UNICEF

Crianças portugueses reconhecem dificuldades dos pais em comprar bens essenciais

Crianças portugueses inquiridas num estudo da Unicef reconhecem as dificuldades dos pais em comprar carne, peixe e iogurtes e em pagar as contas da casa devido à crise económica que o país atravessa.

O estudo, que foi realizado entre março e maio de 2013, e envolveu 77 crianças e adolescentes com idades entre os oito e os 17 anos, pretendeu analisar o modo como as crianças observam a atual crise e sentem o seu impacto no dia-a-dia. "As crianças consideram que os adultos estão pressionados pelo trabalho ou pela falta dele e falam das dificuldades em assegurar o consumo de bens essenciais", refere o estudo, que integra o primeiro relatório publicado do Comité Português para a Unicef "As Crianças e a Crise em Portugal -- Vozes de Crianças, Políticas Públicas e Indicadores Sociais, 2013", que analisa a realidade desta população em Portugal num contexto de crise.

Segundo o estudo, as crianças de famílias menos afetadas pela crise apontam estratégias de racionalização de gastos, como não comprar a mais, comprar marcas brancas, ir menos a restaurantes ou reduzir os presentes no Natal, e têm maior consciência sobre a necessidade de contenção relativamente e de poupança.

Já as crianças de famílias em situação de vulnerabilidade económica referem cortes significativos no consumo de alguns alimentos essenciais como carne, peixe e iogurtes, cortes em vestuário e calçado, assim como mudanças de casa, cortes nas atividades extracurriculares e mais dificuldades para pagar as contas.

Quando questionadas sobre o que desejam para si ou para a sua família no futuro um número significativo de crianças e adolescentes referem um emprego estável e "um rendimento que lhes permita viver mais desafogados e ter saúde e bem-estar".

Salientam também o papel dos avós, que algumas vezes ajudam os pais financeiramente. Contudo, o estudo observa que "a geração dos avós está a ter mais dificuldade em assegurar o apoio às gerações mais novas devido a problemas económicos".

O relatório sublinha que "o aumento das desigualdades sociais e diminuição da qualidade de vida tem tido consequências muito significativas no bem-estar e no gozo efetivo dos direitos das crianças que vivem em Portugal".

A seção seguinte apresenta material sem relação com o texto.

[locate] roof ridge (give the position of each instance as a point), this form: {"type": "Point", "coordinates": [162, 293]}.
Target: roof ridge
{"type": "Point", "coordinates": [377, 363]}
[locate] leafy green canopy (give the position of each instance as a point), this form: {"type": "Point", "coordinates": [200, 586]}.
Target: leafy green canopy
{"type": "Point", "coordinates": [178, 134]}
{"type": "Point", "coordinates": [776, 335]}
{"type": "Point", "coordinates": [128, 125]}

"As crianças e adolescentes que deram o seu contributo para este estudo consideram que Portugal é hoje um Estado pobre, desigual e injusto e partilham descrédito pela política e pelos políticos", salienta.

A Unicef afirma que é "neste clima de incerteza e instabilidade que as crianças constroem valores sociais, como solidariedade e respeito, e criam perceções sobre o país, o Estado e o mundo".

As crianças manifestaram-se "claramente sensíveis" às questões da igualdade e justiça sociais e sugerem que "para vencer a crise é preciso mudança".

Para a Unicef, é preciso ouvir a voz das crianças e a suas opiniões sobre os problemas que as afetam. "Além de ser um direito, e como tal uma obrigação da sociedade e de todos os seus agentes, constitui um elemento indispensável quando analisamos a sua situação e o contexto em que vivem. Se, de facto, queremos conhecer as crianças que vivem em Portugal, não podemos prescindir de ouvir as suas opiniões", defende no documento.

Alguns dos dados mais relevantes:

• O risco de pobreza é mais elevado em famílias com filhos, nomeadamente, em famílias numerosas (31%) e em famílias monoparentais (41,2%).

• Entre Outubro de 2010 e Junho de 2013, o número de casais desempregados inscritos no Centro de Emprego aumentou de 1.530 para 12.065 (cerca de 688%).

• Em 2012, cerca de uma em cada quarto crianças em Portugal (24%) vivia em agregados com privação material (i.e. famílias com dificuldade ou incapacidade de pagar um empréstimo, renda de casa, contas no prazo previsto; ter uma refeição de carne ou peixe a cada dois dias; fazer face a despesas imprevistas).

• 546.354 crianças perderam o direito ao Abono de Família entre 2009 e 2012. O acesso a esta prestação tornou-se mais restrito e os montantes atribuídos por criança diminuíram.

• Entre 2010 e 2013, registou-se uma redução no apoio económico do Estado às famílias, que em 2009 era já inferior à média dos países da OCDE (1.71% e 2.61% do PIB respectivamente), e um aumento dos impostos.